Virtudes olvidadas en las ciudades
A raíz del post ¿siglo XXI = -XXI?, me he quedado un poco enganchado en la inopia, en la sensación de que algo va mal y no sabes muy bien por donde tirar. Realmente no tiene mucho que ver con el post que os he mencionado antes, pero si como hemos evolucionado a marchas forzadas para crear una sociedad tan “despersonalizada” que da auténtico pavor.
Os voy a poner unos ejemplos que han ido ocurriendo esta misma semana, para que veáis que el mundo se está absorbiendo a si mismo, y está creando autistas funcionales que jamás saldrán de su circulo de monotonía.
Hace cuatro días, yendo en el cercanías que une Madrid con el corredor del henares me encontré a un par de vejetes, arañados y doblados por la edad, traían en sus manos cuatro maletones atados con cuerda de esparto. Eran las ocho menos cuarto de la mañana y el sueño hacía estragos entre los que entrábamos a estudiar y los que iban a trabajar. El caso es que todo el mundo, niños, jóvenes, adultos, yonquis, trabajadores de la construcción, estudiantes madrugadores, etc. Se quedó mirando pasmados como estos maduros personajes, de unos ochenta años cada uno no tenían donde sentarse. A nadie se le ocurrió levantarse, a nadie le salió una palabra de amabilidad para dejar a esta juventud del pasado sentarse con sus cuatro bultos a las espaldas. Obviamente me levanté de inmediato para dejarles y la gente me miró con cara de “que estúpido, aún le quedan 8 paradas de cercanías y deja su sito a esta par de viejos”. Os aseguro que las palabras de agradecimiento del hombre se me han quedado grabadas para siempre.

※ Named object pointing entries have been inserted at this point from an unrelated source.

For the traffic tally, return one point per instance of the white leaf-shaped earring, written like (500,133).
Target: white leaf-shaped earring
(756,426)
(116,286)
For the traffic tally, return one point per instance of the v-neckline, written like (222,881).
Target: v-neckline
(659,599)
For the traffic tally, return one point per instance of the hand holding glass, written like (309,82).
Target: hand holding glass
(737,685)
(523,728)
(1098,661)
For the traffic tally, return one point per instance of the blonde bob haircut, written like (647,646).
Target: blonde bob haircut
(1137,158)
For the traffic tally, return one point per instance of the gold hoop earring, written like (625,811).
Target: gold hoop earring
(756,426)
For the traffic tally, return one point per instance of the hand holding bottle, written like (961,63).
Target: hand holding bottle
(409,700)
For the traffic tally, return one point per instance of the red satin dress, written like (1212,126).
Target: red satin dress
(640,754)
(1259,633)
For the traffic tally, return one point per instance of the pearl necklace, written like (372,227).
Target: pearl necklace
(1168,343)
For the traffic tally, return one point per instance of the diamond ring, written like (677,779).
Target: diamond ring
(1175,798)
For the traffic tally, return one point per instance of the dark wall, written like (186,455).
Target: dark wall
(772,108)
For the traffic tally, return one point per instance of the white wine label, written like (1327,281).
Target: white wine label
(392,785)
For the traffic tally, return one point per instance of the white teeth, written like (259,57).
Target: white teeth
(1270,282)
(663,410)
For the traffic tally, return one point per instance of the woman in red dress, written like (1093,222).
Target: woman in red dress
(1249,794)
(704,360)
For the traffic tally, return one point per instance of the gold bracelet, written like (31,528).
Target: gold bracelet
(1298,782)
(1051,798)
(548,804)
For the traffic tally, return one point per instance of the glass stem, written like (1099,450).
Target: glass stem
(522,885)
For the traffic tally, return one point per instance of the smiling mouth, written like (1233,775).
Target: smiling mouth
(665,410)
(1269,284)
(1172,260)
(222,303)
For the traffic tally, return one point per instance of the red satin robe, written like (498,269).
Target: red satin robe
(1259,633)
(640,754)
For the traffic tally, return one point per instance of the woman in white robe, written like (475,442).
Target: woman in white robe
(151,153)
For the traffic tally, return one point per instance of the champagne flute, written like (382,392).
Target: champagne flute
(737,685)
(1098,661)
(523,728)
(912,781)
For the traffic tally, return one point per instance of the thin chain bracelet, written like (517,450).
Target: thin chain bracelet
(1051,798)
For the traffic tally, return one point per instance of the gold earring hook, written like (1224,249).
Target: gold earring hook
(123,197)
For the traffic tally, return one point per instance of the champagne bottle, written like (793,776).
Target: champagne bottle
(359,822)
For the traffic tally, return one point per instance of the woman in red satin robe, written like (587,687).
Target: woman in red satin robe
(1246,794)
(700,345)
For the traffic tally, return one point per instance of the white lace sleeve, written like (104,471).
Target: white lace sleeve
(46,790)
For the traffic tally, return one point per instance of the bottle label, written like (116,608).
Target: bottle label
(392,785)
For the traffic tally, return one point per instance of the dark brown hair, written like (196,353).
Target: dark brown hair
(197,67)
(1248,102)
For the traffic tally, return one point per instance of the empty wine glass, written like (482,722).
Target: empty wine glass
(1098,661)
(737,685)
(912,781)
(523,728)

Me dijo un claro y alentador “aún queda gente buena en Madrid”. Ni mucho menos me lo creí, ya que la picaresca en Madrid está a la orden del día, y yo entre los primeros, pero la educación va muy por delante de la picardía que tenga cada uno.
Este tema solo demuestra que las grandes urbes son un atolladero de corrupción moral, y cuando vienes de fuera te das más cuenta de que el mundo en las megaurbes está podrido. Podemos tener nuestros amigos, nuestro trabajo, nuestros cines a pie de calle y los mejores restaurantes, podemos tener el mejor transporte y los mejores parqeus del mundo, pero hemos olvidado a ser personas y eso quema mucho.
Ya os contaré la historia de un gran amigo mío, que vino desde lejos para vivir en Madrid, y poco a poco se da cuenta de que el dorado no existe, y de que en su pueblo, en esa aldea perdida en algún lugar de España tienen una virtud que nosotros hemos olvidado: Ser persona ante las personas.